Pénélope comme Parque

Petite conversation avec Jerry Gorovoy sur Louise Bourgeois


L’exposition de gouaches, d’aquarelles et de sculptures cousues de Louise Bourgeois (1911–2010), qui a actuellement lieu chez Xavier Hufkens, constitue un tour de force. Pour la première fois, les sculptures, qui représentent toutes des petites têtes bleues, sont exposées ensemble. Cette approche est muséale. Elle nous rappelle les superbes expositions muséales de Ronny Van de Velde. Les peintures exposées forment trois séries complètes. Quelqu’un qui n’a encore jamais vu d’œuvres de Bourgeois peut vraiment s’en faire une idée ici.

En outre, les représentants de la presse pouvaient également faire la connaissance de Jerry Gorovoy, depuis trente ans le premier assistant de Bourgeois, et du commissaire et auteur Philip Larratt-Smith (né en 1979), le compositeur de l’ouvrage Louise Bourgeois. The Return of the Repressed. Psychoanalytic Writings et l’auteur d’un essai dans le nouveau catalogue édité par la galerie.

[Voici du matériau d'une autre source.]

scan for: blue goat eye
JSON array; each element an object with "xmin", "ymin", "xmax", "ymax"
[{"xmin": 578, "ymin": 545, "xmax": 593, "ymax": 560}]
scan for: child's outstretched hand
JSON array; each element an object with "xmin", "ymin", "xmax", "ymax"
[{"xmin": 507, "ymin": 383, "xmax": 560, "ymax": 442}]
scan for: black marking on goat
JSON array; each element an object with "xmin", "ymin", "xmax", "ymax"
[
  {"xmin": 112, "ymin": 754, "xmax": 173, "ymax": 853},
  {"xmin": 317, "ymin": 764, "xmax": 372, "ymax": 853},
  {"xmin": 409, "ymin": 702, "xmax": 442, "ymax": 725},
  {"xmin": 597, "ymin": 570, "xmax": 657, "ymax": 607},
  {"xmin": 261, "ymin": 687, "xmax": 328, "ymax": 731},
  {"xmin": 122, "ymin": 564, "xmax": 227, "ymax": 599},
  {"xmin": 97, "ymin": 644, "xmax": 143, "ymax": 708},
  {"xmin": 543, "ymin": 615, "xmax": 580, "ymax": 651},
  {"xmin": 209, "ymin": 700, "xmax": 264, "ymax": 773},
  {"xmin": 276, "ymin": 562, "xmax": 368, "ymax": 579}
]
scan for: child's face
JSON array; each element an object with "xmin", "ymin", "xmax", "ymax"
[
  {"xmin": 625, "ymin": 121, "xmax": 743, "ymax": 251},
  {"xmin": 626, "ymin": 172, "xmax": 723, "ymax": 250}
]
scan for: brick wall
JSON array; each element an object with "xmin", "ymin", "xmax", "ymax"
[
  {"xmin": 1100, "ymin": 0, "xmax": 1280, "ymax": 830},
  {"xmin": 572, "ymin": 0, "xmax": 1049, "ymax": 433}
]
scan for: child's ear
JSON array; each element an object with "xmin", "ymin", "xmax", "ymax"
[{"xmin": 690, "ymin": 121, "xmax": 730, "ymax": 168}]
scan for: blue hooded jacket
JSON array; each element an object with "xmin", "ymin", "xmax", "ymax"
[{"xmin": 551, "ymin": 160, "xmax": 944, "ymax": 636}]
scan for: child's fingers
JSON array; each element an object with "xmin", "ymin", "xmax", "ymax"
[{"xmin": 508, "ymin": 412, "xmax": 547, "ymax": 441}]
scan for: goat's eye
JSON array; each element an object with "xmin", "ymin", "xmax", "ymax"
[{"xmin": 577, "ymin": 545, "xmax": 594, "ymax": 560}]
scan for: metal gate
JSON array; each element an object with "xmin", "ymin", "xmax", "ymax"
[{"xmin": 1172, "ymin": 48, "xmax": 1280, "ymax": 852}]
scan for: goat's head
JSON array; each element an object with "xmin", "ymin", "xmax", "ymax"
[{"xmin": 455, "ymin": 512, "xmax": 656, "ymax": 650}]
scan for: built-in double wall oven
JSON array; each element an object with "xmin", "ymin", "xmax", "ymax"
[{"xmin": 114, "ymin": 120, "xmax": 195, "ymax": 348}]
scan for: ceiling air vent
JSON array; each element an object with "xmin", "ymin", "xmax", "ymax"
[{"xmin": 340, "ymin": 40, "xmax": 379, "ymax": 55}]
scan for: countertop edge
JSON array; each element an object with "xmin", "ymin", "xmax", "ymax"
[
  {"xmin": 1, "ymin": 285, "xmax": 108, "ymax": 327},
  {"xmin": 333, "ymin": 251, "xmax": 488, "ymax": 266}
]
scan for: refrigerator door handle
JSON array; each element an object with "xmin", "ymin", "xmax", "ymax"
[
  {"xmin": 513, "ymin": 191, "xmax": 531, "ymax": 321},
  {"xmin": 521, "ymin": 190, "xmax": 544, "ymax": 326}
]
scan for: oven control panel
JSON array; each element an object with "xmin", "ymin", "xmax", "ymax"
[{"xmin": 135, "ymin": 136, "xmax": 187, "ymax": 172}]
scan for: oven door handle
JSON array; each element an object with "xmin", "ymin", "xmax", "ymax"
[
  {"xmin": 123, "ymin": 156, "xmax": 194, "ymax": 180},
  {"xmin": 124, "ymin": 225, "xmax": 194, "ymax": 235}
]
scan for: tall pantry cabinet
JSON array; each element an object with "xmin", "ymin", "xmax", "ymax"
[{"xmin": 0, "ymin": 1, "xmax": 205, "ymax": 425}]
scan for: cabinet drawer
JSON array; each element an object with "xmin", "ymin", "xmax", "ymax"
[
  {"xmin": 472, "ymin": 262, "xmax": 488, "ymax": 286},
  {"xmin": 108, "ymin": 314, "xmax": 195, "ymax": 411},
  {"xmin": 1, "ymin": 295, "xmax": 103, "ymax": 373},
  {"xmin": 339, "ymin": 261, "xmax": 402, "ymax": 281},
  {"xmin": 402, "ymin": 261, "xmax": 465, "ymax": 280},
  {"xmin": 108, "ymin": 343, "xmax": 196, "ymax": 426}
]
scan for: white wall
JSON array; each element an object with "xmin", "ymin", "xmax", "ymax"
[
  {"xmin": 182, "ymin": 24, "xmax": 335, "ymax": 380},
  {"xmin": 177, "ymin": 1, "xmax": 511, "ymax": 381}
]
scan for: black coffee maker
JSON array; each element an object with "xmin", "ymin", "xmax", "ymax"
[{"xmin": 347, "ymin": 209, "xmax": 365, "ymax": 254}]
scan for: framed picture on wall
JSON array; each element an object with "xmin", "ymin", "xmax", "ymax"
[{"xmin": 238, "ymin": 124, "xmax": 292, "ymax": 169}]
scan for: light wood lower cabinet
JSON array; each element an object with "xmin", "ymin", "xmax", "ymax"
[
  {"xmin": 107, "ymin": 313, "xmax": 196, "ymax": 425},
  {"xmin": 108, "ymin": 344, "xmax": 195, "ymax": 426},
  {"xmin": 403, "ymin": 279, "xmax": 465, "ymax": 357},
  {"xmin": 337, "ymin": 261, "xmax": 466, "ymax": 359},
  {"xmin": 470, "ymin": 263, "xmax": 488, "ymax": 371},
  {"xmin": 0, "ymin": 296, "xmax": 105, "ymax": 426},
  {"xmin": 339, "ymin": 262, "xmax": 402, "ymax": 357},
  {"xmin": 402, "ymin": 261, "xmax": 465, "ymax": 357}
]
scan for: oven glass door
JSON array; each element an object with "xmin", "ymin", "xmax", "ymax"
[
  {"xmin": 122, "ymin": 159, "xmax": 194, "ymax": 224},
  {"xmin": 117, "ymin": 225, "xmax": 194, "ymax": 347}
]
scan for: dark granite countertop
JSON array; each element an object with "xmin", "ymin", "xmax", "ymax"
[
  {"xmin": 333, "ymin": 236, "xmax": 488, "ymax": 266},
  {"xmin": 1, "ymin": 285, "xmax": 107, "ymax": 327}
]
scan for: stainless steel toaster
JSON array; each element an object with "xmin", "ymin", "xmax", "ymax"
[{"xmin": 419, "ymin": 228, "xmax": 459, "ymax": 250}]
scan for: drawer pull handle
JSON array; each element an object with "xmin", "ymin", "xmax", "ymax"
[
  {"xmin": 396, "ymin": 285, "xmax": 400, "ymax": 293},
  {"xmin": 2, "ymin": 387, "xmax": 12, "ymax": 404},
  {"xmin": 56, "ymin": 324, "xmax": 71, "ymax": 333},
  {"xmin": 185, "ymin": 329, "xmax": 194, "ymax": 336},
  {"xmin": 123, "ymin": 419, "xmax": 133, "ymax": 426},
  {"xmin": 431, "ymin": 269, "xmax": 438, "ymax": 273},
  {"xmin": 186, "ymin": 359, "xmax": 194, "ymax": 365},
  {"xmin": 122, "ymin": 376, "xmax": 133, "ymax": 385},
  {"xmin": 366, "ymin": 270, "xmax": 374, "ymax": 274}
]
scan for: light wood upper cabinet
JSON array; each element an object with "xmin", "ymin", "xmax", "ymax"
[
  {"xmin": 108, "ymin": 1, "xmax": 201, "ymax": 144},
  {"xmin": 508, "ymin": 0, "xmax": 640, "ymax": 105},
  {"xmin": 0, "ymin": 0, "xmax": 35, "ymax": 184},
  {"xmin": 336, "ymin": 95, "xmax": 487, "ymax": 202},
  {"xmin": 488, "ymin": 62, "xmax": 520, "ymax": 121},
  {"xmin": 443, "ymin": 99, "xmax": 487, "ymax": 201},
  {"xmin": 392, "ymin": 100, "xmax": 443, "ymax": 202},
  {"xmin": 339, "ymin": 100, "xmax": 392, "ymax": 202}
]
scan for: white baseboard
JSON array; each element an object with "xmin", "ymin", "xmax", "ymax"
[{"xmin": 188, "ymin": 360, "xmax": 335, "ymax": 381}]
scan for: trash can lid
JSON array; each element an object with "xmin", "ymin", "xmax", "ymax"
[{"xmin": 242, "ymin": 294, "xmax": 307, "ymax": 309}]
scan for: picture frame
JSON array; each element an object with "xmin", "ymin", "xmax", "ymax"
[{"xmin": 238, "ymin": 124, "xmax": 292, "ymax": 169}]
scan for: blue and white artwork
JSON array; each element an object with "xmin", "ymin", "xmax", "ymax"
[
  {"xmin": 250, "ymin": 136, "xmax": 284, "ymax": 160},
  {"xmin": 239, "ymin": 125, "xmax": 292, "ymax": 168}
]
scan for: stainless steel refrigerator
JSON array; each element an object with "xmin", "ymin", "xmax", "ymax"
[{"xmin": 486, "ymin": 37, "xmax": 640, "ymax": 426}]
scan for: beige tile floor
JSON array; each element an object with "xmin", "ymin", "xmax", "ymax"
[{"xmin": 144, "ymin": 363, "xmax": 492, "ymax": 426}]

Les petites têtes en textile constituent des tours de force sculpturaux. Elles ont été formées à l’aide de petits morceaux de textile autour d’un noyau fixé sur un socle à l’aide d’une pointe métallique. Elles ont été parachevées avec de petits bouts de tissu bleu cousus l’un à l’autre ou l’un sur l’autre. Au vu de ce matériau, leur forme est d’une fidélité stupéfiante. Je demande à Gorovoy comment c’est possible. Il répond que le tissu avec lequel Bourgeois a parachevé les petites sculptures est élastique, ce qui lui a permis de créer de belles surfaces bombées. (Par la suite, le photographe Willy Vinck me raconte que les chapeaux sont fabriqués de la même manière.) Les gouaches et aquarelles sont bouleversantes, comme presque toute l’œuvre de Bourgeois. Ainsi, je suis ému cette fois par la suggestion incroyablement tendre d’un fœtus dans le ventre de sa mère. Lorsque Bourgeois est au sommet de son savoir-faire, elle ne crée pas de l’art, mais nous fait vivre quelque chose que nous n’avons jamais vécu, et nulle part ailleurs.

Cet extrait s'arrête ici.